1470 - La valeur du groupe à travers la beauté de la troupe

N. Lygeros

Les moments intenses sont rares, même entre amis. Ce sont pourtant ceux qui caractérisent notre vie. Il faut dire que dans un monde où règne le social, il est difficile de s’exprimer en tant qu’être humain. Aussi lorsque ces moments arrivent, il faut savoir les apprécier à leur juste valeur, surtout s’ils ont lieu à des moments critiques de l’histoire. Même en luttant pour les causes arméniennes, chypriotes ou grecques, notre pensée européenne est bien rarement de nature géostratégique. Nous nous contentons de travailler pour les droits de l’homme sans véritablement nous rendre compte que ceux-ci, lorsqu’ils appartiennent à de grandes causes sont nécessairement immergés dans un cadre plus vaste qui ne tient pas seulement compte des problèmes de nature humaine. Cependant avec la notion de génocide, tout cela est remis en cause.

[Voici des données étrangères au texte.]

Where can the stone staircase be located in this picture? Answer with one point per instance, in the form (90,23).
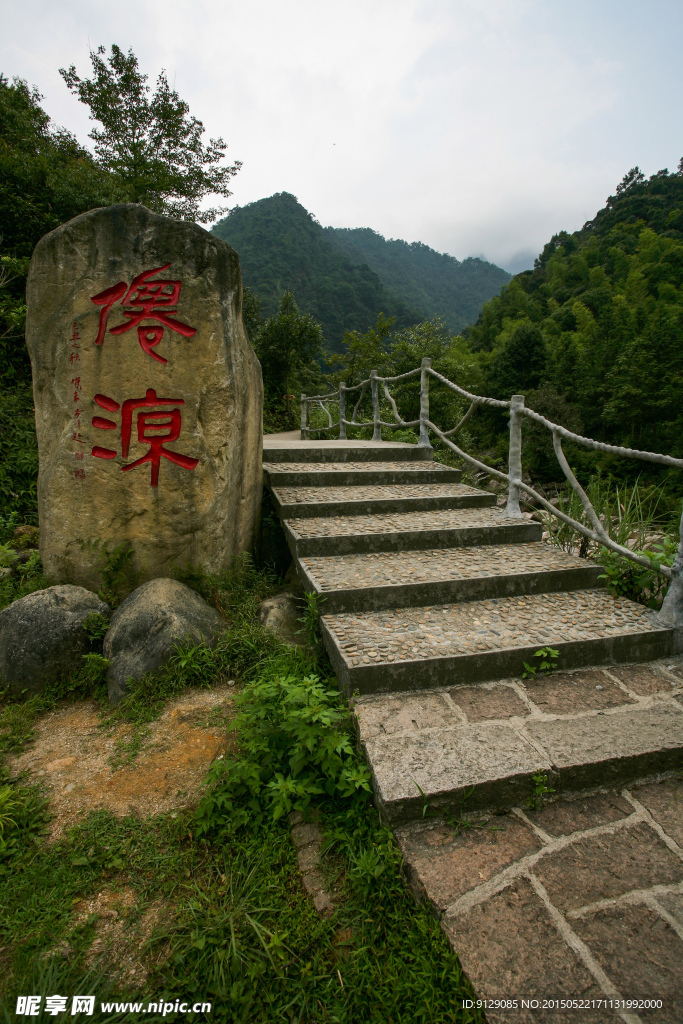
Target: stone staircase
(431,599)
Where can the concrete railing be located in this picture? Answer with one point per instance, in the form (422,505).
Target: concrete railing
(672,609)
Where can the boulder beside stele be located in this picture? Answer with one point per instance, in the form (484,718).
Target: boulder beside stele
(147,393)
(42,637)
(146,626)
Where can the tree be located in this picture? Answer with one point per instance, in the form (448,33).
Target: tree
(288,344)
(519,366)
(150,141)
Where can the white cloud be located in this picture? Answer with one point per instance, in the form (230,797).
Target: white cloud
(476,126)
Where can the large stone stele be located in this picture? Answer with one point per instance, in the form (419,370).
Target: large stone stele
(147,394)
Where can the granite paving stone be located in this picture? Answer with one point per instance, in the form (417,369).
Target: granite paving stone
(641,679)
(498,624)
(597,745)
(510,948)
(605,865)
(414,712)
(389,568)
(396,522)
(665,802)
(441,762)
(641,953)
(484,701)
(566,816)
(443,863)
(565,692)
(673,904)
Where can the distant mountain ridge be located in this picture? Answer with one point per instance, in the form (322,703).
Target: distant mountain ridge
(345,276)
(435,283)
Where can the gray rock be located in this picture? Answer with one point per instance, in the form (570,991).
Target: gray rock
(146,626)
(281,614)
(42,637)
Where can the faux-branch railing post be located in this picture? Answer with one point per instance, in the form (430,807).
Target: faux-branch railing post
(672,609)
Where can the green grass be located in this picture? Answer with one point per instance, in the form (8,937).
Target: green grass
(641,517)
(235,926)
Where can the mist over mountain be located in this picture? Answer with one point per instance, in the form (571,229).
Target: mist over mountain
(344,278)
(434,283)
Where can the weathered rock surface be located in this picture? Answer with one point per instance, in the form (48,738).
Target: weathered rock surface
(281,614)
(146,626)
(42,637)
(147,394)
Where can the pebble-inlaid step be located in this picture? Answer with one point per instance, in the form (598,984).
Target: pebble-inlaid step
(400,579)
(471,642)
(335,451)
(387,546)
(373,498)
(319,474)
(407,530)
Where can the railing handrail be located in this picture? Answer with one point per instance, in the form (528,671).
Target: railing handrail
(672,609)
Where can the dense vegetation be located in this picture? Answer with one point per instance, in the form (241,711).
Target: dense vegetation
(435,284)
(593,334)
(283,248)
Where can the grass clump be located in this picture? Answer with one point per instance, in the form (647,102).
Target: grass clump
(216,906)
(640,517)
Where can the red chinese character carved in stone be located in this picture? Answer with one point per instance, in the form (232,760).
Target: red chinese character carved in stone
(154,299)
(150,427)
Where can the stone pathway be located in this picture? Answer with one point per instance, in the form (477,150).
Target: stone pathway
(432,599)
(581,900)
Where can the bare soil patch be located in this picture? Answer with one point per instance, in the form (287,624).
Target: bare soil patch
(72,756)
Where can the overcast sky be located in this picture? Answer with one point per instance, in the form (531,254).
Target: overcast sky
(479,127)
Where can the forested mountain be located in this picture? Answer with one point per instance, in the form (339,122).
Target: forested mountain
(434,283)
(595,331)
(283,248)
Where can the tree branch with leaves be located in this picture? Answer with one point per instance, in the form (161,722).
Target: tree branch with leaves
(148,140)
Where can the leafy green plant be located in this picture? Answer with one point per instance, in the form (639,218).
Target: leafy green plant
(95,627)
(7,805)
(540,792)
(8,556)
(310,620)
(547,665)
(626,579)
(8,523)
(295,743)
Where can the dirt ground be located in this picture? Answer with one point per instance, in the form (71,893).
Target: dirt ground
(76,759)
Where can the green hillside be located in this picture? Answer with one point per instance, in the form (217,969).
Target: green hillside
(435,284)
(594,334)
(283,248)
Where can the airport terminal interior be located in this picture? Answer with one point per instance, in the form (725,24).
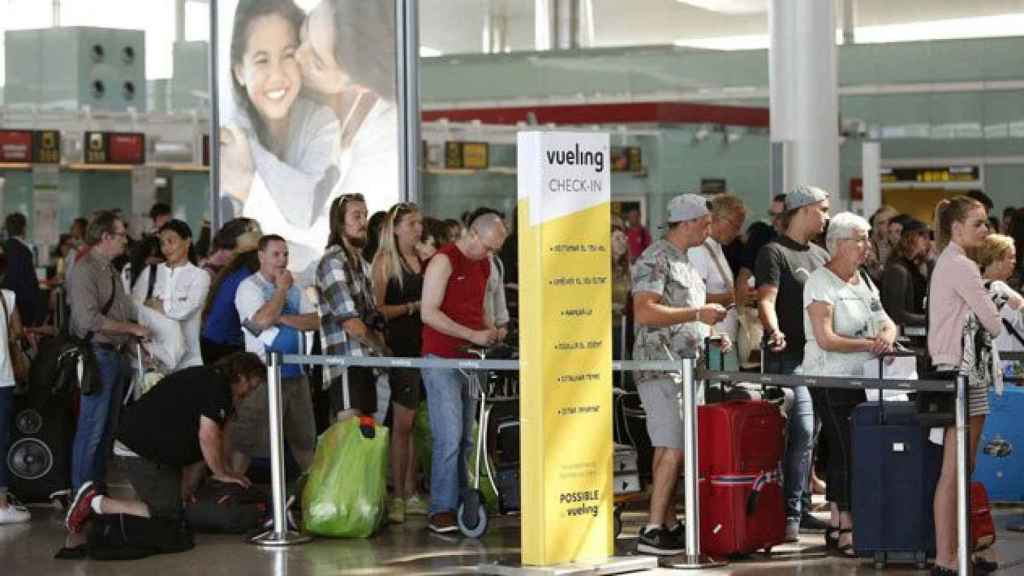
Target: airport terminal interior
(639,180)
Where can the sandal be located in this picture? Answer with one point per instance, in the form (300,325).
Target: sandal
(845,550)
(832,537)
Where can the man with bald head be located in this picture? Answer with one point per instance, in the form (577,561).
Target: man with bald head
(454,287)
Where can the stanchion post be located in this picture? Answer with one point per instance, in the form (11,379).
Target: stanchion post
(963,471)
(279,535)
(693,559)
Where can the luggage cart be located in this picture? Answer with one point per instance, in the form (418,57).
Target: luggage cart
(472,513)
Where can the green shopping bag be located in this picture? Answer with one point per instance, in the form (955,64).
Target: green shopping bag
(345,492)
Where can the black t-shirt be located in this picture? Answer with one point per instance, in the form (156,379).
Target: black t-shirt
(163,425)
(787,264)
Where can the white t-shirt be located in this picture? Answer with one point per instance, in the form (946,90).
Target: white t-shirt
(1007,341)
(704,259)
(857,313)
(6,371)
(250,298)
(183,290)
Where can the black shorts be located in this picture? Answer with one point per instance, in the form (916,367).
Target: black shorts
(406,384)
(157,485)
(358,393)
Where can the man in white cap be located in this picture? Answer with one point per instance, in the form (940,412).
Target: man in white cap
(672,321)
(780,271)
(727,216)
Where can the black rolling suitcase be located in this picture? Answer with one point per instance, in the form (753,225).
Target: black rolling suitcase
(895,472)
(39,457)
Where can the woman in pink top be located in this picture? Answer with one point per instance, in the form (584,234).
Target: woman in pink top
(956,290)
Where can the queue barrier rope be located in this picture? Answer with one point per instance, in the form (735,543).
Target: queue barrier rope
(279,535)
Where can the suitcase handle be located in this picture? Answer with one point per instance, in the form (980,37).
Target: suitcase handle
(898,353)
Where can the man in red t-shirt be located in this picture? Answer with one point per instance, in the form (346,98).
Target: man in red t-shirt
(636,234)
(454,287)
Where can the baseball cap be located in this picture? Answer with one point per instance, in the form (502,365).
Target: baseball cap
(804,195)
(911,224)
(687,207)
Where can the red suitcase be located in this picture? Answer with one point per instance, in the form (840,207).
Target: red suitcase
(982,528)
(740,454)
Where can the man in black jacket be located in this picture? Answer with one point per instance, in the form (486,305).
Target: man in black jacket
(175,426)
(20,277)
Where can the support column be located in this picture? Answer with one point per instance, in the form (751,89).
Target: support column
(849,22)
(804,92)
(871,176)
(179,21)
(407,30)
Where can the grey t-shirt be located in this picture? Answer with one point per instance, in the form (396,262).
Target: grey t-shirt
(665,270)
(787,264)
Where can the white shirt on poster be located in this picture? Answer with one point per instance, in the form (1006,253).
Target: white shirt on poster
(250,297)
(704,258)
(857,313)
(183,290)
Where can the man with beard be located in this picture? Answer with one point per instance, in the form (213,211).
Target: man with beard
(273,313)
(350,323)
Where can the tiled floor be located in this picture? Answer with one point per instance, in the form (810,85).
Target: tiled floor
(28,549)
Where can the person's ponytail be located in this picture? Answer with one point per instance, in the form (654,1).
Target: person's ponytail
(943,228)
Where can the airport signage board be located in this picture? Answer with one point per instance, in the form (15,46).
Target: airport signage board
(565,346)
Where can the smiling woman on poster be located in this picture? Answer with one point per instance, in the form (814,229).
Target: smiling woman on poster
(313,115)
(279,148)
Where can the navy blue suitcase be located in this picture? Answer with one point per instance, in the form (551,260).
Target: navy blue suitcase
(895,469)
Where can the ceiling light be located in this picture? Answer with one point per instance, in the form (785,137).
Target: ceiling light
(729,6)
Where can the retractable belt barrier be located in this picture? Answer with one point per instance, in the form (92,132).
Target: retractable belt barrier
(691,375)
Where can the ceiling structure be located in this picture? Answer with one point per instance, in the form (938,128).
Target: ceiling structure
(457,26)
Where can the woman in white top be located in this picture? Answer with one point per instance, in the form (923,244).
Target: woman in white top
(845,326)
(996,257)
(9,512)
(178,289)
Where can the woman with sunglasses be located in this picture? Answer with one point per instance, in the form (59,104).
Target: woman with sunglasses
(397,281)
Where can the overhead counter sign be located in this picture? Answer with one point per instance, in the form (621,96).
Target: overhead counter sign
(565,346)
(36,147)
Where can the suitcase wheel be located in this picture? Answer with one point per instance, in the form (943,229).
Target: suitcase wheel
(469,526)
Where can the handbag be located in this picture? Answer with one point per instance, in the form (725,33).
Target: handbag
(19,363)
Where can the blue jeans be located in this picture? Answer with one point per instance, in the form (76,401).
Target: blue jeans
(799,449)
(6,421)
(97,420)
(452,416)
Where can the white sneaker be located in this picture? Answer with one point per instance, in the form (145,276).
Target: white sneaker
(14,513)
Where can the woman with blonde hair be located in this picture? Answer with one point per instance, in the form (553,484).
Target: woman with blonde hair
(397,283)
(997,257)
(960,309)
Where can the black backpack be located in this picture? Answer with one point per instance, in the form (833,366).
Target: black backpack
(131,537)
(227,508)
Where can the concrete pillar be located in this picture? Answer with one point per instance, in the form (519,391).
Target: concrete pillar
(495,30)
(849,22)
(804,92)
(179,21)
(557,25)
(871,176)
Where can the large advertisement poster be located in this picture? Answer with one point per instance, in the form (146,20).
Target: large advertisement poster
(565,342)
(307,114)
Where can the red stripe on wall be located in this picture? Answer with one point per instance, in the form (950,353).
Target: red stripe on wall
(628,113)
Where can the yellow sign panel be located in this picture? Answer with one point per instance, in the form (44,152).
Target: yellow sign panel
(565,347)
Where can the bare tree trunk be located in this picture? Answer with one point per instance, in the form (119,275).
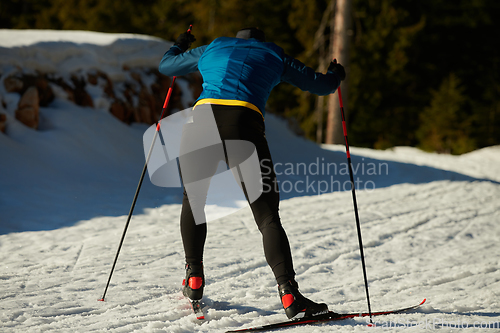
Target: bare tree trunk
(320,107)
(339,40)
(319,44)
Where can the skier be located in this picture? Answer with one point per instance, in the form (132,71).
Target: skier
(238,76)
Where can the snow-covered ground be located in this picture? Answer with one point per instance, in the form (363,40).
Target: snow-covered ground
(430,226)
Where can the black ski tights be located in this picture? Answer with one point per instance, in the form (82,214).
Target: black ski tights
(240,123)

Le génocide qui par définition dépasse la nature humaine, s’attaque directement à l’entité abstraite que nous nommons humanité. Et c’est en cela qu’il joue un rôle fondamental dans l’évolution de notre lutte pour sa reconnaissance. Car il ne s’agit pas d’aider simplement une personne en particulier mais un peuple tout entier. Quant à sa blessure, même si elle peut être quelque peu abstraite en raison de l’éloignement temporel et du coup historique, elle nous plonge nécessairement dans nos racines. Ces dernières ne sont pas nécessairement celles des victimes. Mais ce sont toujours celles des hommes.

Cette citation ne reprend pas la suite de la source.